Even doctors are forced to rely on patient’s complaints and self-scores in prescribing painkillers (veterinarian doctors use a cat’s grimace in a similar manner). We have no way to precisely diagnose the patient’s pain level – so don’t even ask about insects.

So, what is left for scientists to do? Our fundamental inability to understand the senses of another living thing is not a reason to give up. All of the evidence and criteria, discussed above, enables scientists to draw probabilistic conclusions. For such conclusions, any signs of flexibility in the perception of noxious stimuli are useful – from allodynia to self-grooming. They allow us to evaluate the plausibility of a complex integration of nociceptive information in insects. Maybe, their way of integrating such information is dissimilar from the distressful experience we call “pain” – but the question of its existence is a good research objective itself. 

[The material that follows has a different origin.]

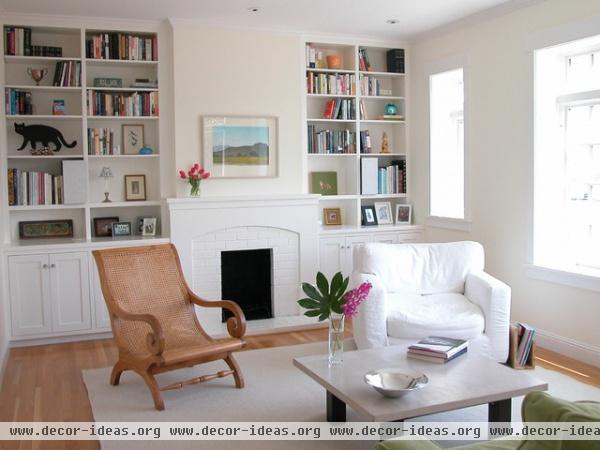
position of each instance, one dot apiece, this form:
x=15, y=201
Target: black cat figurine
x=43, y=134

“We can only discuss this problem in the terms of probability and state that an insect has something more than a simple nociception”, Chittka explains. But we can only guess how this “something more” could look.

In the book “An Immense World: How Animal Senses Reveal the Hidden Realms Around Us, Ed Yong cites the example of a squid that exhibits defensive reactions but never grooms a damaged tentacle. Yong characterises this behavior in this way: Injured squid behave as if their entire bodies were sore”. This is an insight into how different this “something more” can be – but there’s a catch: indeed, we cannot understand what it is like to be a squid. Just as we cannot understand what it is like to be a bee.